I thought a lot about how I would optimize my university’s website. Because of its range of students and degree options, it has a lot of different pages that students need to access. It’s great that the university has worked so hard to have all of the information available, but it is not easily accessible. I remember finding pages a few months ago that I cannot seem to find again. The maze of hyperlinks and PDF files that every new click takes me to is overwhelming. This lack of structure, organization, and efficiency has left me feeling disillusioned, yet again.

A lot of people have questioned my doubts about college, blaming them on “manipulative” friends, people I admire who I “could never be,” and “propaganda.” When I look at their concerns, I see legitimate care in the form of less caring remarks, but then again, I also see my time already being wasted by an institution of higher education that claims to be “different.” Just the fact that I have to make 10-12 backup schedules to make sure I get a course load I can live with is ridiculous. I have been shoved to the back of the priority line and told to be grateful for it.

So far, I am unimpressed. I can’t get over this idea of losing priority or being considered lower in comparison to more senior students. I worked for four years to achieve some level of respect, only to have it stripped away in the name of security. Security that doesn’t even exist anymore! No wonder college students are so depressed and weary. After dealing with borderline bureaucratic tasks such as registration for four years, all we will have to show for it is an insufficient degree, low wages, and student loans.

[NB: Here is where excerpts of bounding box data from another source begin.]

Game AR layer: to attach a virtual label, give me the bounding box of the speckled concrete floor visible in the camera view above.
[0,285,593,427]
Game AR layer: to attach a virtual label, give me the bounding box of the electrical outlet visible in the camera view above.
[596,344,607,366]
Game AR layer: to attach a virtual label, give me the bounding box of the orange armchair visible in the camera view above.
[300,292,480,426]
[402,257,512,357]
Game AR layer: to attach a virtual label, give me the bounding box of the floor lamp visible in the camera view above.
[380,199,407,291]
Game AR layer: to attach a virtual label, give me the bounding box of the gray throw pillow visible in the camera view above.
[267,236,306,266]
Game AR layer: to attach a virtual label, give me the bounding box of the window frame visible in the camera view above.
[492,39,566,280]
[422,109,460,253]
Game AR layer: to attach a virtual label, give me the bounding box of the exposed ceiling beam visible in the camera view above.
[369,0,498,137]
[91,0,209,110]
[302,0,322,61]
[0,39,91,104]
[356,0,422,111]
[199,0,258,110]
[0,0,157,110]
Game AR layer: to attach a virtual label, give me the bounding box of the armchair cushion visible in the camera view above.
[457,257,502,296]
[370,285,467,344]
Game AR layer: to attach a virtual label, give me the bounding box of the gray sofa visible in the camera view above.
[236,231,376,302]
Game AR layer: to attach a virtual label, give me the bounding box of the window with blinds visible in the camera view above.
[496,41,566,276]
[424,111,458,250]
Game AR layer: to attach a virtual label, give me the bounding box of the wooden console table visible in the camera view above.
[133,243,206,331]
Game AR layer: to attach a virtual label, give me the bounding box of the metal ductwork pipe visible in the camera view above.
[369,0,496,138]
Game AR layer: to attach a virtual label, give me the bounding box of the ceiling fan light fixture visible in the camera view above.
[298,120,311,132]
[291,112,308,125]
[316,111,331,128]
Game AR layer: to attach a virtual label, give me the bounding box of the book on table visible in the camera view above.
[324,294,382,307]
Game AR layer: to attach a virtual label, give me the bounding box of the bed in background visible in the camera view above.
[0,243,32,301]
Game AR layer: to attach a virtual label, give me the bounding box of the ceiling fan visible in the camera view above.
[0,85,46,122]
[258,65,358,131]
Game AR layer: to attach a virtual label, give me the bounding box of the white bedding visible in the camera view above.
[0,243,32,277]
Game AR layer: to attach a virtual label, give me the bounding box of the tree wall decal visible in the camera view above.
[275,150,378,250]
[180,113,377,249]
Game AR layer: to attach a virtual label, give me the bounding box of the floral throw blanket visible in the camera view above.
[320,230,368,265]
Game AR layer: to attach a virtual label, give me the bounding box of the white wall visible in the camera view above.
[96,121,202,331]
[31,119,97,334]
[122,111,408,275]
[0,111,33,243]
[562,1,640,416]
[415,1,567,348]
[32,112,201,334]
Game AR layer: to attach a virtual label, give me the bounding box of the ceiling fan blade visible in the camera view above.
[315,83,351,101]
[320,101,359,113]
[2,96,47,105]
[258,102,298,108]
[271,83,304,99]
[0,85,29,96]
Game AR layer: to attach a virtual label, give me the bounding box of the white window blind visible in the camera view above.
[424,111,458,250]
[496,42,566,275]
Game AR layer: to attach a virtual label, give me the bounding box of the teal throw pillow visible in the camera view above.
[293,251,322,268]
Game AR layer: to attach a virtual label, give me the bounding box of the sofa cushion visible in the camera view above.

It’s becoming a lot harder to see my money and time being drained by a system that has made it clear they don’t care about me and won’t care about me until I’m a senior. I went through this once before, and I am less than eager to do so again. Maybe I’ll finally snap and leave college, or perhaps I’ll stick through it for four years and leave the burden of my student loans to people who are more than willing to pay for them. It will all come down to this fundamental question: how much is my sanity worth?